Fux’s 2001 series “The Horizonte” is reminiscent in its formality of the 1980s “Seascapes” series done by Japanese photographer and architect Hiroshi Sugimoto, in which Sugimoto bifurcated the landscape images exactly in half by the horizon line. At the beginning of September 2001, Fux travelled across the North Sea on board a Ukrainian training sailboat. For this series, he celebrated the beauty of the horizon as an interaction between sea, clouds and light. The images of “The Horizonte” series were seen by the critics as an expression of calm and innocence. For his 2010 series “Kerberos and Chimaira”, Fux staged his motifs in a wind tunnel at Berlin-Adlershot. Using the strict compositions of expressionism and the aesthetic codes of the latex and fetish scene, his series examined  a dangerous and often not considered proximity between the erotic picture codes of fetishism and the aesthetics of National Socialism.

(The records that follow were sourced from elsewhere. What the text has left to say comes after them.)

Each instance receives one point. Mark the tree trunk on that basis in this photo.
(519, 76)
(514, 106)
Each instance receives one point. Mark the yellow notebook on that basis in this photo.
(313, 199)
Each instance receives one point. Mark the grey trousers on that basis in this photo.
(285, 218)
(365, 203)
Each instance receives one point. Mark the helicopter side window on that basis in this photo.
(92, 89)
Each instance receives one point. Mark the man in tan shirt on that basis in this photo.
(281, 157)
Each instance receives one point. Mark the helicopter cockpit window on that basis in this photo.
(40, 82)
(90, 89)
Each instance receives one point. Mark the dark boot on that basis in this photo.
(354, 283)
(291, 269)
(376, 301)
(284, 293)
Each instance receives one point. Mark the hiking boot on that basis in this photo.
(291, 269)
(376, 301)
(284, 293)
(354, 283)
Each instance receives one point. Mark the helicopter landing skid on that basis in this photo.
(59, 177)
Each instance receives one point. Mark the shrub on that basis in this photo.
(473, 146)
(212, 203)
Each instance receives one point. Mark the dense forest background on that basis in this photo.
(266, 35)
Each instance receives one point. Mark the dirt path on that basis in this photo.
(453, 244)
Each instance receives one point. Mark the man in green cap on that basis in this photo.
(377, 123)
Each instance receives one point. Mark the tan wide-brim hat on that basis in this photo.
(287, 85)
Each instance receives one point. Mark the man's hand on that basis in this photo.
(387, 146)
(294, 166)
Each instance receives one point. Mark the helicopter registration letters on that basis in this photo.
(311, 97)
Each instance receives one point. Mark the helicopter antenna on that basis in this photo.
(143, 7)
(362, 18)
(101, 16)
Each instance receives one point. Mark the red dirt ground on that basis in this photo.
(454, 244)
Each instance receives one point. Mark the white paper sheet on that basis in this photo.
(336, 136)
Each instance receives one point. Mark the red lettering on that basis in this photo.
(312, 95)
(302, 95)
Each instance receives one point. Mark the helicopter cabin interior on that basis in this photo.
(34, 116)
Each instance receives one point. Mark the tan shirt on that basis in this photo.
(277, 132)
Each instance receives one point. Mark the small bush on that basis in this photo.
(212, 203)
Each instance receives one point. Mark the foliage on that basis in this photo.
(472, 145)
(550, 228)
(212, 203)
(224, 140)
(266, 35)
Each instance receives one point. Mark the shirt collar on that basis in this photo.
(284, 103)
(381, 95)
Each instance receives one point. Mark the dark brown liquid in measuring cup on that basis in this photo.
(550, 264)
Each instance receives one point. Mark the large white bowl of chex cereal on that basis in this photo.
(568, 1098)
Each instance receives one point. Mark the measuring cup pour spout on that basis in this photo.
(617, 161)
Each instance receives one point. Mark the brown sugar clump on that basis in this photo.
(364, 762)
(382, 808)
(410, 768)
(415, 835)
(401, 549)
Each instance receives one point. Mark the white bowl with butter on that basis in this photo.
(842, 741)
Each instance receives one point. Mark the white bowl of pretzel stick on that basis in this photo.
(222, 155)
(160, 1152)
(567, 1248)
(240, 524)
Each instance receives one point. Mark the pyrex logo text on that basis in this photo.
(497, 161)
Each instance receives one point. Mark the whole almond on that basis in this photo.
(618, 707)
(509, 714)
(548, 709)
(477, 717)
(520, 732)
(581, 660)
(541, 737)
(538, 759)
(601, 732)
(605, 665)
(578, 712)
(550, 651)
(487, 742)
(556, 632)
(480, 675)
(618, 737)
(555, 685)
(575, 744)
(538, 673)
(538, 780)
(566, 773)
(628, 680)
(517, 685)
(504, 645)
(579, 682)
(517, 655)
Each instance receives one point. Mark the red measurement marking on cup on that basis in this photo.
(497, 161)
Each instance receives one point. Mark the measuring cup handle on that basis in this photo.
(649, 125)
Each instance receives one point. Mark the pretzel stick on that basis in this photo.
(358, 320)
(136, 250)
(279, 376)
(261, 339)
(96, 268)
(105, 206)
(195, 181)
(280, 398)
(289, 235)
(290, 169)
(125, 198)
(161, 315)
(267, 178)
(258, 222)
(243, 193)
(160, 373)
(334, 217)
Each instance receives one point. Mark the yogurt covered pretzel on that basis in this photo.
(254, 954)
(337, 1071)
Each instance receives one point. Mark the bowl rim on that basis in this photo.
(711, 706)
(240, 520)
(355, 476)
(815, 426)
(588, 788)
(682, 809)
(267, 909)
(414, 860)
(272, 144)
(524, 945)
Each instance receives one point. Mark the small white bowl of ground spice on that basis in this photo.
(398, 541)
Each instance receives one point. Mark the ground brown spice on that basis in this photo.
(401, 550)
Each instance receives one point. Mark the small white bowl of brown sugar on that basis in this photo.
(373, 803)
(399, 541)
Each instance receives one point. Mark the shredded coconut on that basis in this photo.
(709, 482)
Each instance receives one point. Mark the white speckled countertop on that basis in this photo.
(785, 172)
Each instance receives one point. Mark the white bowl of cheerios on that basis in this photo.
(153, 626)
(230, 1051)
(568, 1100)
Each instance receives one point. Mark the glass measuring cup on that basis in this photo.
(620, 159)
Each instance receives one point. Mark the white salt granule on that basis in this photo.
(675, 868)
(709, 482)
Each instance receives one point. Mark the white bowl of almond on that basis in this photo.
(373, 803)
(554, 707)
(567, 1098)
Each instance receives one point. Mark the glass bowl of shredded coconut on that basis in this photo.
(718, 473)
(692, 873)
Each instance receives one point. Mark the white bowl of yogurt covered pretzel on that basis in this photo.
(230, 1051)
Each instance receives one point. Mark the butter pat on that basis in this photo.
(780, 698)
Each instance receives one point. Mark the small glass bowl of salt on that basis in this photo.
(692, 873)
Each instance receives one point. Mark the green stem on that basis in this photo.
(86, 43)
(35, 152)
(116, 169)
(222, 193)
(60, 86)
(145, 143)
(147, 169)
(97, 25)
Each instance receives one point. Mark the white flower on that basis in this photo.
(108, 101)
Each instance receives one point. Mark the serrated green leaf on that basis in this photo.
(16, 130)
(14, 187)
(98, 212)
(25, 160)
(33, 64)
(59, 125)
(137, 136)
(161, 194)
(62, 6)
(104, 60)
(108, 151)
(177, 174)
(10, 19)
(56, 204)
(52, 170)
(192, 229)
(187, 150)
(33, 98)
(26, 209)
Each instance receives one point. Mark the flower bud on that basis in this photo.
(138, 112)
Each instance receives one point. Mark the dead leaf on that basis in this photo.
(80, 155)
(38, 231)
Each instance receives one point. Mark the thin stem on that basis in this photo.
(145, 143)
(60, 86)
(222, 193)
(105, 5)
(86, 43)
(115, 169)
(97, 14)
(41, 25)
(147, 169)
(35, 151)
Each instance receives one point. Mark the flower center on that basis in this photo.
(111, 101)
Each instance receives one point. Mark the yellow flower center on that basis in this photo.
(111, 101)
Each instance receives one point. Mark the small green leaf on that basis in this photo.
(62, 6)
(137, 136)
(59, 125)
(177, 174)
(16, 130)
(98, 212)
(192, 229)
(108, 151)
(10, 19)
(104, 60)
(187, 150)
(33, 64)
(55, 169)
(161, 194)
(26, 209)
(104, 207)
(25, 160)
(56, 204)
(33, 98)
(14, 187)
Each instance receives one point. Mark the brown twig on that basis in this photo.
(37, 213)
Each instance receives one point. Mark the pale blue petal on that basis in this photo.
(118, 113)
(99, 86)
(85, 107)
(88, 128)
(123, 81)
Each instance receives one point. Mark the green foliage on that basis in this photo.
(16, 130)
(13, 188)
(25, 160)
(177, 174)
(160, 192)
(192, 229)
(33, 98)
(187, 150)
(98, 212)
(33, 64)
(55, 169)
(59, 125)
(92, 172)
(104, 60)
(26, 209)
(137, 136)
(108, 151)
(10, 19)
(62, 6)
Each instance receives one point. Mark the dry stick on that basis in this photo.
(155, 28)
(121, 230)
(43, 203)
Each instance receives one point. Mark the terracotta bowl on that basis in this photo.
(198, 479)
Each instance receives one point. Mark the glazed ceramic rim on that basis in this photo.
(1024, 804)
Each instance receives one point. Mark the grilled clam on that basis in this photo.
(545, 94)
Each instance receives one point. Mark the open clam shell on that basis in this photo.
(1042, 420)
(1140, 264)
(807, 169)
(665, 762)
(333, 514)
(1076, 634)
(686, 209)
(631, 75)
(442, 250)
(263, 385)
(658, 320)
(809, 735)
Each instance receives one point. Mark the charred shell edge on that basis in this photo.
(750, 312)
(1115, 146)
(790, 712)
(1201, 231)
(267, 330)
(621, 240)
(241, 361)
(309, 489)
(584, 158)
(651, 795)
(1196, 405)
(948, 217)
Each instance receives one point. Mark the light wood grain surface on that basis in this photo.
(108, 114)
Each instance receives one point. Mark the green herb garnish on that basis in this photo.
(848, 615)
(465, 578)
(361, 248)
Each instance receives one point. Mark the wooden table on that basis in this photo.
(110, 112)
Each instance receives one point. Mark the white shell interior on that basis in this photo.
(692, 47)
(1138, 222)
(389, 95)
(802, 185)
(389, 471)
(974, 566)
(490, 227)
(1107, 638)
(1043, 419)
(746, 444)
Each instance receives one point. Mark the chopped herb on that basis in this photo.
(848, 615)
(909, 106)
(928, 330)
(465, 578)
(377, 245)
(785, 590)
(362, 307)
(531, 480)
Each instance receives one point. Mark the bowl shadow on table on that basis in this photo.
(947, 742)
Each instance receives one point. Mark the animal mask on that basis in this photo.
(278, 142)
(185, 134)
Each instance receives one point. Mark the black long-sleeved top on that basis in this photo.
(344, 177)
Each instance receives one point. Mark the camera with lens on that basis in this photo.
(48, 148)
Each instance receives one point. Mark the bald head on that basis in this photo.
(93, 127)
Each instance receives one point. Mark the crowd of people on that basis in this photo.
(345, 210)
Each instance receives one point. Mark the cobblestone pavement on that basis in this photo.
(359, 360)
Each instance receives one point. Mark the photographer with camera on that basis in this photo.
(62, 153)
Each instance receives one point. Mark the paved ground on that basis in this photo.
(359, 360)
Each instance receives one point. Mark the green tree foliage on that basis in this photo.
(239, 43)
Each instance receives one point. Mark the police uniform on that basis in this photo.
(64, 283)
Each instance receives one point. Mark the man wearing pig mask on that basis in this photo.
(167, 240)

For his 2016 exhibition “Shame and Beauty”,  Andreas Fux opposed new portraits with a selection of older works, a combination which showed the development of his oeuvre over the years. His new work preserved the almost tender and respectful handling of his subjects found in his early works. The photographic sessions in which he bathed his models in soft light took an entire night, were meticulously planned, and took place in a highly sensitized atmosphere. This Berlin show contextualized the discussion on governmental and social repression and persecution; the works in this show had previously been exhibited by Fux in Moscow in September of 2015 under rather adverse conditions.

Andreas Fux has had solo exhibitions in Germany and abroad, including the Widmer and Theodoris Gallery in Zurich, the Photo Festival in New York, the Esther Woerdehoff Gallery in Paris and the Pasinger Fabrik Gallery in Munich.